ICYMI: Sen. Cruz’s Bill to Curb Social Media Use in Public Schools Earns Dallas Morning News Support


Endorses Eyes on the Board Act as “the right policy at the right time”

Texas Insider Report: AUSTIN, Texas (WASHINGTON, D.C.) – In case you missed it, the Dallas Morning News Editorial Board yesterday voiced its support for U.S. Senate Commerce Committee Ranking Member Ted Cruz’s (R-Texas) recently introduced legislation to curb social media use in elementary and secondary schools. In the editorial, the Dallas Morning News endorsed Sen. Cruz’s Eyes on the Board Act as “the right policy at the right time,” highlighting the growing evidence linking social media use and screen addiction with declining mental health in teens.
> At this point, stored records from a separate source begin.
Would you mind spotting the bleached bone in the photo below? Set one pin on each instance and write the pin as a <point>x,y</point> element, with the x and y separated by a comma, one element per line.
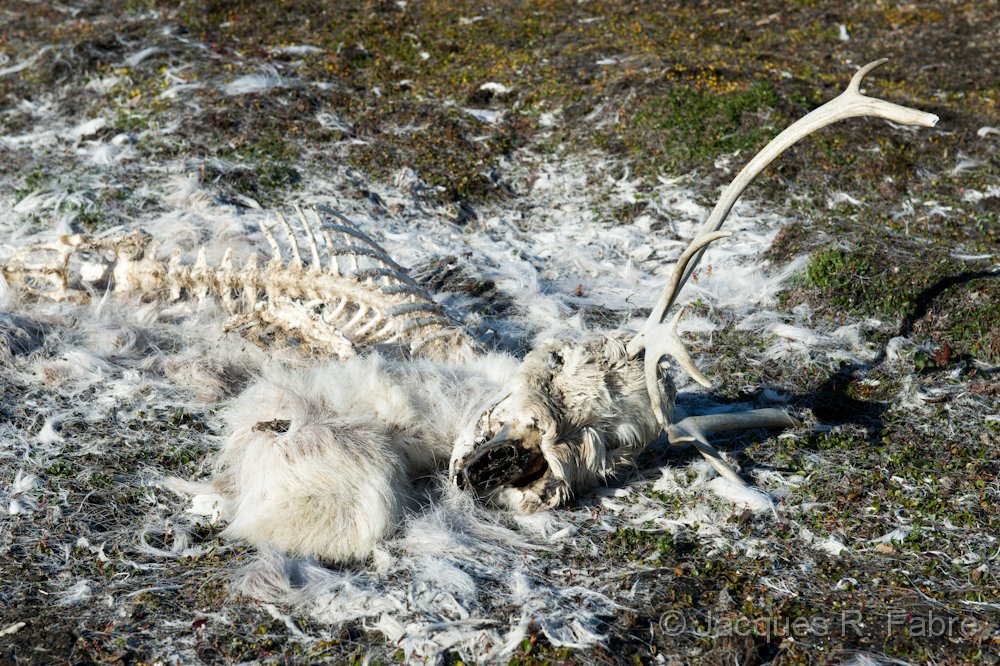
<point>328,467</point>
<point>555,412</point>
<point>346,294</point>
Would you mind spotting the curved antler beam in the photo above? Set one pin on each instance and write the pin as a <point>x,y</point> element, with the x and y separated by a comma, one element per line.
<point>657,339</point>
<point>849,104</point>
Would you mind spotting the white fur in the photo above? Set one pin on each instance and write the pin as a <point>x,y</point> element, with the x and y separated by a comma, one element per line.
<point>360,437</point>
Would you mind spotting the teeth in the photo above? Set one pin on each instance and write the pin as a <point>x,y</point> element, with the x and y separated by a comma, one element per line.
<point>503,463</point>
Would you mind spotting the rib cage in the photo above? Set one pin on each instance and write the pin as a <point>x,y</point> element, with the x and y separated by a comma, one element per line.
<point>326,286</point>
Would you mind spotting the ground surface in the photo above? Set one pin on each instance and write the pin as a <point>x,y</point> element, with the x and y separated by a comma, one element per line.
<point>884,541</point>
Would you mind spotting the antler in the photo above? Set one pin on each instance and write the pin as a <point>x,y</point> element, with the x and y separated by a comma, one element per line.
<point>658,339</point>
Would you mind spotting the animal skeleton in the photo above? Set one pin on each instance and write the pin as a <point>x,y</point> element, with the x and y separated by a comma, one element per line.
<point>330,462</point>
<point>346,294</point>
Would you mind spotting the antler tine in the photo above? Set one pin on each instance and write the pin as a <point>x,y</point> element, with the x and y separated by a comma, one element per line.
<point>669,294</point>
<point>658,339</point>
<point>849,104</point>
<point>272,242</point>
<point>307,227</point>
<point>293,242</point>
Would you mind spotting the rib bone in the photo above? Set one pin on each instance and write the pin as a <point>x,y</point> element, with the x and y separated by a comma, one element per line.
<point>333,312</point>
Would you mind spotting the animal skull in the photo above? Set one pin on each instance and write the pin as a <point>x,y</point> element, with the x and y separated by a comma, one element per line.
<point>578,412</point>
<point>330,475</point>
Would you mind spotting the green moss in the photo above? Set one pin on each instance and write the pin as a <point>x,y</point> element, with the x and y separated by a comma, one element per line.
<point>688,125</point>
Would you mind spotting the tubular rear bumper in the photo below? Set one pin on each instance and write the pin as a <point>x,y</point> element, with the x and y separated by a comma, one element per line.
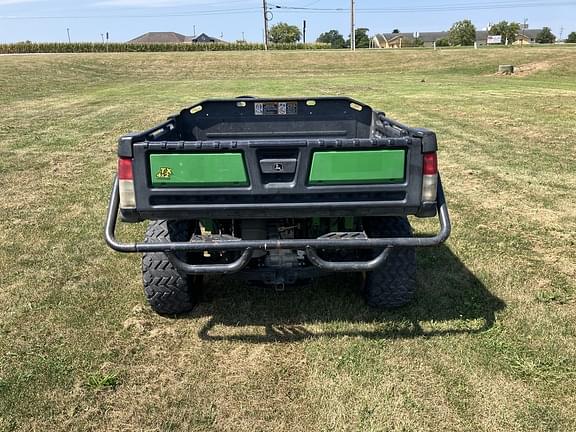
<point>247,247</point>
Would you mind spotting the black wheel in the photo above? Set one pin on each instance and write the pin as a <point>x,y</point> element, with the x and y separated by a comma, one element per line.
<point>168,291</point>
<point>393,284</point>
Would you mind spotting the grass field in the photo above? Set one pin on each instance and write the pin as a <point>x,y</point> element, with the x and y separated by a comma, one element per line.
<point>489,345</point>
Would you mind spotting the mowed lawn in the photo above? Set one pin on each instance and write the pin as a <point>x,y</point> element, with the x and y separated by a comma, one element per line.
<point>489,344</point>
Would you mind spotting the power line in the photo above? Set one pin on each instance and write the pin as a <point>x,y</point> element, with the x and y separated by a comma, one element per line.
<point>432,8</point>
<point>183,14</point>
<point>311,10</point>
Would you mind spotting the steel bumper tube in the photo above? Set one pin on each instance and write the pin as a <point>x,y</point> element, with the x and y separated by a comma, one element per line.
<point>249,246</point>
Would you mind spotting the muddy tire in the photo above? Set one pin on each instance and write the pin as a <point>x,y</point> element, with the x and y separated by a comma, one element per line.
<point>168,292</point>
<point>393,284</point>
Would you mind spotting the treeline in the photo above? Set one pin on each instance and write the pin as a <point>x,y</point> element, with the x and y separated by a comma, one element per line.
<point>97,47</point>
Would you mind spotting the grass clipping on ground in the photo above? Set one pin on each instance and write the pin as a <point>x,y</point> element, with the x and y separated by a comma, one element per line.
<point>488,345</point>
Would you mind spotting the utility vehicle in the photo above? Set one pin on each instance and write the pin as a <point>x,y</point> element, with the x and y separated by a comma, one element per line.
<point>277,191</point>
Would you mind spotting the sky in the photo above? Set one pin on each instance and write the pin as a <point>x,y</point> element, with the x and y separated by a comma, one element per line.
<point>89,20</point>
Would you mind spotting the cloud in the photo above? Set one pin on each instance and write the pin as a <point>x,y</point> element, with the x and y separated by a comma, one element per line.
<point>147,3</point>
<point>8,2</point>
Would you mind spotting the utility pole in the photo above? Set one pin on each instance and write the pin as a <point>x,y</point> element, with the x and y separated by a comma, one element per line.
<point>353,26</point>
<point>265,8</point>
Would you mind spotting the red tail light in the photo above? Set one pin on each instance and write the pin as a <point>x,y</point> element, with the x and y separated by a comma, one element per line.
<point>125,169</point>
<point>430,164</point>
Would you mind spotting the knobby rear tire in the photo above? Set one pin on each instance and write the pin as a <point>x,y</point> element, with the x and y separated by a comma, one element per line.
<point>393,283</point>
<point>168,291</point>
Last week, Sens. Cruz, Ted Budd (R-N.C.), and Shelley Moore Capito (R-W.Va.) introduced the Eyes on the Board Act to limit children's access to social media at school by requiring schools receiving federal broadband funding to prohibit access on subsidized services, devices, and networks. The senators’ new legislation comes as the Federal Communications Commission (FCC) voted last week to expand the E-Rate program to fund Wi-Fi on school buses. The proposed expansion of funding is not only unlawful (the Commission has no authority to extend support to school buses without congressional direction) but would make the federal government complicit in enabling unsupervised access to distracting and addictive social media apps like TikTok and Instagram on kids’ bus rides to and from school.
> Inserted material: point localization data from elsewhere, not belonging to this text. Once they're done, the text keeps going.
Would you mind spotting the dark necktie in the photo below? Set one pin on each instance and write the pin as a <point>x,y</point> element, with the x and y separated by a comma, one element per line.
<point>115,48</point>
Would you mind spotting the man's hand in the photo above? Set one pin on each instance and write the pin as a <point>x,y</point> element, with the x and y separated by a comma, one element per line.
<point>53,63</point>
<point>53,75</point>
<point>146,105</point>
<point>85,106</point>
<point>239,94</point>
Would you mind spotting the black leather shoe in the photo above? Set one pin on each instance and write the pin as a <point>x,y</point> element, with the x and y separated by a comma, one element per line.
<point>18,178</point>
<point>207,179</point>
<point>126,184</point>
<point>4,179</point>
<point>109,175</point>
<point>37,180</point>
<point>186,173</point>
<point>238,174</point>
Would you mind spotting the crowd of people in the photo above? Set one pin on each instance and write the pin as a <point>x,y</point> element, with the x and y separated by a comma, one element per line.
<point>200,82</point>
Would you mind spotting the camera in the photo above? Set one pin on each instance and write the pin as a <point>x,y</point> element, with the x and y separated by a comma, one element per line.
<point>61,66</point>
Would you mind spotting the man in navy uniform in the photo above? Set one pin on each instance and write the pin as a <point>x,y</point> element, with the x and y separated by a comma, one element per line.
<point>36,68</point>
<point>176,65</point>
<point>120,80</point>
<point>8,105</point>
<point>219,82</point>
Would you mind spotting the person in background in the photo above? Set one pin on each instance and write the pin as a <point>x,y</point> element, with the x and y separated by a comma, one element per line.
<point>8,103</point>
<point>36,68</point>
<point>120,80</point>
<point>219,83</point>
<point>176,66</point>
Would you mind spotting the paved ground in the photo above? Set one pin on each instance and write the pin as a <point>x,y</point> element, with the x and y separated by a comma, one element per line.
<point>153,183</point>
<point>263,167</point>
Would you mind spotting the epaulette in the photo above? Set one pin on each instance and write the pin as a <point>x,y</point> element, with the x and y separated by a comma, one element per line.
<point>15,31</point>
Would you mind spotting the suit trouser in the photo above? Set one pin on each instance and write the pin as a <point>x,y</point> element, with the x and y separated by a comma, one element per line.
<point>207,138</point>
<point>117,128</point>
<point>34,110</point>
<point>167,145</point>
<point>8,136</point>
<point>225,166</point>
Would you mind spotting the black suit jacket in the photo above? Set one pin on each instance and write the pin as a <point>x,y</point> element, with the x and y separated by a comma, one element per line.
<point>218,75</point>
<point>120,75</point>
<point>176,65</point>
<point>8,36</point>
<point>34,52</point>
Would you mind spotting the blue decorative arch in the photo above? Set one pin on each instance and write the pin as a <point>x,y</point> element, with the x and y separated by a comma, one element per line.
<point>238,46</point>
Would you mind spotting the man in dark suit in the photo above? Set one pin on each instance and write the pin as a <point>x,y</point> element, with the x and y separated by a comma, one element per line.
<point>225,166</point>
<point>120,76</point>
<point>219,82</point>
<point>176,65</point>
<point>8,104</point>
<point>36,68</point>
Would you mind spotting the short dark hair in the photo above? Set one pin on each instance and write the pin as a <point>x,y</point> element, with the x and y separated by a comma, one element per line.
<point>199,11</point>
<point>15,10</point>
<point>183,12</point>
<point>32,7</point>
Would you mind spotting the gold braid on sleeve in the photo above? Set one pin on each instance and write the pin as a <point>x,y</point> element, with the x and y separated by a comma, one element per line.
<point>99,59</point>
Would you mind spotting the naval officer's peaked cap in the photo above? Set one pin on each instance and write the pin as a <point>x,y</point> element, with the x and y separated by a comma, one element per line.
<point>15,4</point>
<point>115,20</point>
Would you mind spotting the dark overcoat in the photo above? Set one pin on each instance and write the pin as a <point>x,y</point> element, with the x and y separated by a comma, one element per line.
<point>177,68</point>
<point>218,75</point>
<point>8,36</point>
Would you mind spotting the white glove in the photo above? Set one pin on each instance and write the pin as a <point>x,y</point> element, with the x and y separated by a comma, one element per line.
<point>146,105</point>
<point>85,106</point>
Read the full editorial HERE or below.
 
Ted Cruz bill to block social media is good policy
Many groups are waking up to the dangers lurking behind screens.
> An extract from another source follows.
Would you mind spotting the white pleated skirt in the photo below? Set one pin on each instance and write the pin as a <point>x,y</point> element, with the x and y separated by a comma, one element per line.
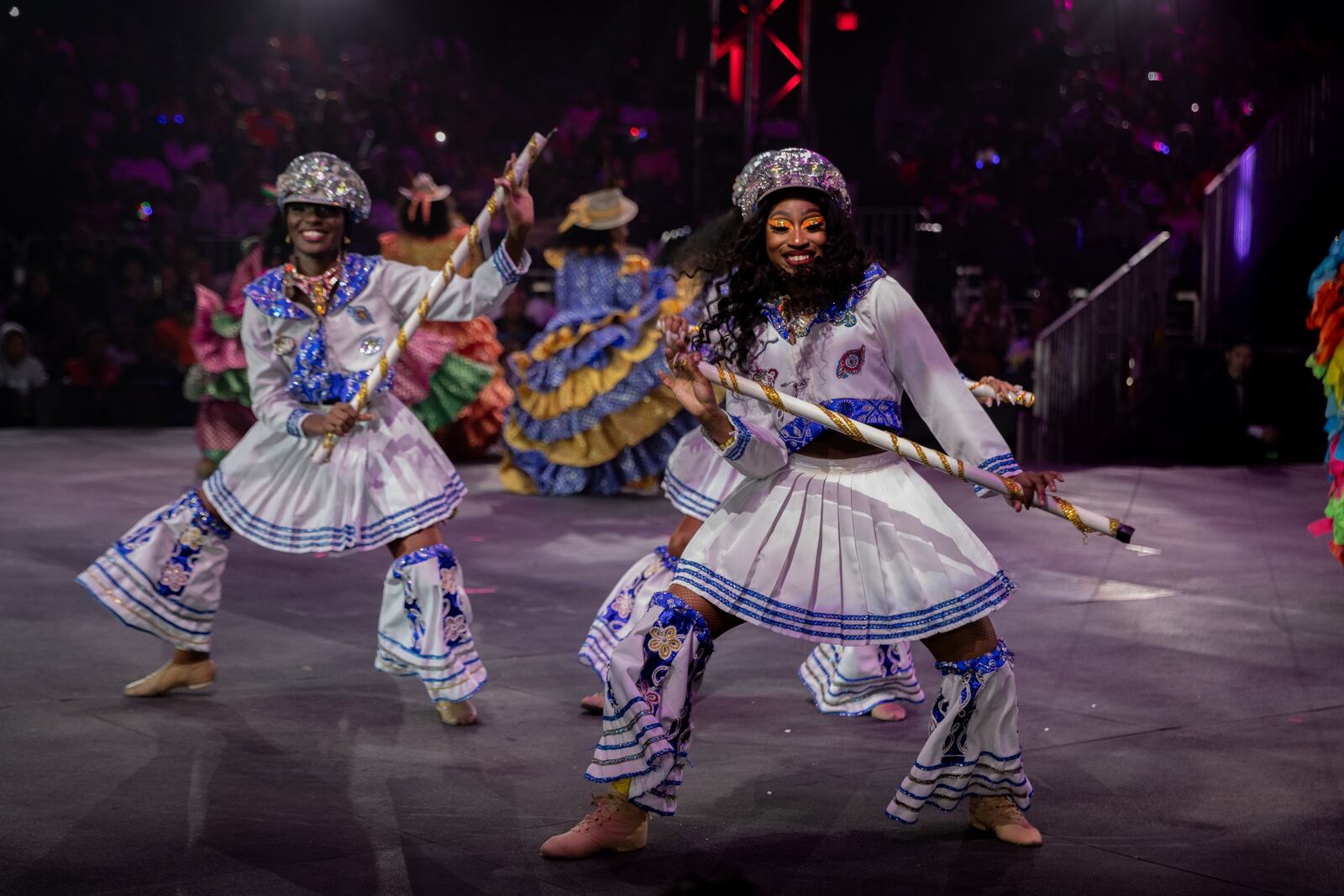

By Dallas Morning News Editorial
2:00 AM on Oct 22, 2023 CDT


Last week, Sen. Ted Cruz launched an effort to limit social media use in many American public schools. This is good policy, coming at a time when our whole nation needs to be waking up to the dangers lurking behind our ubiquitous screens.

Cruz, along with Sens. Ted Budd, R-N.C., and Shelley Moore Capito, R-W.Va., sponsored The Eyes on the Board Act, which would require that schools block access to social media platforms in order to qualify for federal funding for broadband access under programs called E-Rate and the Emergency Connectivity Fund. It would also require E-Rate recipients to set rules limiting how much screen time students are assigned as part of their schoolwork.

A growing body of evidence has connected screen time, particularly social media use, to all manner of societal problems, including declining mental health in teens. As researcher Jonathan Haidt testified before the Senate last year, “something changed in the lives of American teens around 2010.” That’s when we saw an explosion of the number of teens with smartphones, most loaded with social media apps. It was also the beginning of a spike in mood disorders and self-harm that has continued apace.

Cruz and his co-sponsors aren’t the only ones concerned about these trends. As our contributing columnist Abby McCloskey reported last month, many diverse constituencies — particularly parents — are sounding the alarm about social media and screen addiction. Texas is among a handful of red states that have set minimum age limits for opening a social media account. And President Joe Biden said in his State of the Union address this February, “We must finally hold social media companies accountable for the experiment they are running on our children for profit.”

More important, schools, including Dallas ISD, are already making similar efforts. They block sites, sequester phones or lock down school-issued computers. Visit many high school or middle school classrooms these days and you’re likely to see a wall-mounted rack of pockets where students have to deposit their phones during class.

And every responsible school district already restricts access to obviously harmful content like violence and pornography. Limits on social media can be seen as an extension of that idea.